The trainer stops cleanly — saving a *-shutdown checkpoint and exiting 0 — in response to any of:

  • A walltime budget. max_runtime_seconds, or auto-detected from SLURM_JOB_END_TIME or the generic GPT_SIMPLE_MAX_RUNTIME env var. walltime_reserve_seconds is the margin reserved before the deadline so the final save completes before the orchestrator kills the job.
  • Signals. SIGTERM, SIGINT, SIGUSR1, SIGUSR2 all request a save-and-exit. (SIGUSR1 is the SLURM walltime-warning convention.) A second SIGINT (Ctrl-C twice) force-exits immediately.
  • A flag file. gpt-simple stop writes output_dir/.shutdown_requested, which the loop checks each step.

Across multiple GPUs, the stop decision is agreed via an all-reduce on every check, so no rank is left mid-step while another exits.

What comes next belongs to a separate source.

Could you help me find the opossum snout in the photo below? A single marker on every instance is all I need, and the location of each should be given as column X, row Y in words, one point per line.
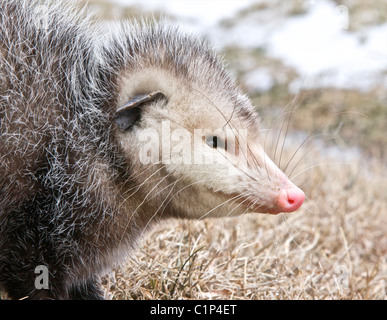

A graceful stop from a walltime budget, signal, or flag file reports status stopped — an orchestrator should resume it. One stop is instead terminal: when a curriculum bucket runs dry with data.allow_bucket_exhaustion=false, the trainer saves a checkpoint and reports status halted (it needs a human decision, so the resume orchestrators do not resubmit it). See Bucket exhaustion.

gpt-simple stop                      # graceful: save at next step, then exit
gpt-simple stop --force              # immediate SIGKILL
gpt-simple status                    # inspect progress (reads .run_state.json)

Topology-agnostic data cursors

The hardest part of exact resume is the data stream. GPT-Simple tracks progress per data file, not per global step: each rank/worker records which files it has finished and how far into the current file it is. On resume, all per-rank cursors are merged into one global map and redistributed across the new set of workers.

The consequence: a run can stop on, say, 8 GPUs × 4 workers and resume on 4 GPUs × 8 workers (or any other layout) and still process every document exactly once — no skips, no duplicates. Prefetched-but-unused batches from before the stop are simply regenerated from the cursor.

(Deterministic data resume applies to the pretokenized format; see Data pipeline.)


Authoritative source: src/gpt_simple/_checkpoint.py, src/gpt_simple/_shutdown.py, src/gpt_simple/data.py.